UT’s relationship with Accenture should raise questions

Alberto Martinez

In 2006, the Texas Comptroller denounced consulting firm Accenture’s mishandling of Texas welfare, Medicaid enrollments and the Children’s Health Insurance Program. Instead of saving the state money as the company had promised, Accenture cost the state $99.9 million more than their budget had allowed. Because of Accenture’s shoddy work, families in need were wrongly denied food stamps, many health insurance applications were mistakenly faxed to a warehouse in Seattle and 81,504 children lost health insurance coverage in just 9 months — some of them seriously ill. The State of Texas has since terminated its contract with Accenture, but not before paying $243 million for these horrors.

Now some students worry about Accenture’s plans to transform UT in the form of the University’s new Shared Services plan, which will begin being implemented this semester and which was planned with the help of Accenture. 

In 2011, the chief executive of Accenture’s Health and Public Service, Stephen Rohleder, published an op-ed in the Austin American-Statesman in which he argued that public institutions, such as UT-Austin, should adopt shared services practices from the private sector. Rohleder worked with Accenture for 30 years, several of them as a chief operating officer at the company. 

Months later, Rohleder chaired a committee advising UT on business productivity. UT paid Accenture staff $960,000, without competitive bidding, meaning that no other companies were given a chance to compete for the contract. A subcommittee chaired by Stephan James recommended that UT’s operations be centralized into shared services in the process, eliminating hundreds of jobs. James, too, was an Accenture executive, for 38 years, and another chief operating officer. 

Given Accenture’s past history, some faculty and students voiced concerns about the company’s involvement in the initiative last semester.

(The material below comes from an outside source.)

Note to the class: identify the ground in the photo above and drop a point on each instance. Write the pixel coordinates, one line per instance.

UT’s Chief Financial Officer Kevin Hegarty replied, “Shared Services at UT is not an Accenture-driven project.” At a faculty meeting, Hegarty also admitted, “If it’s an Accenture plan, it’s not going to be successful.” 

But even after the original proposal was finished, Accenture’s involvement on the UT campus continues. The project team tasked with creating the  UT Shared Services plan has six leaders, including three Accenture executives, Tim Mould, Ryan Oakes, Jamie Wills, plus a former Accenture executive, Brad Englert, now the University’s chief information officer. 

To implement the Shared Services plan, administrators will have to buy a “hugely expensive” system called Workday for more than $100 million. Workday publicizes its Services Partners, and its first partner is Accenture — despite the fact that Workday does not list its partners in alphabetical order. Accenture even describes itself as  “one of Workday’s most strategic, experienced and successful deployment partners,” further underscoring the relationship between the company and Workday.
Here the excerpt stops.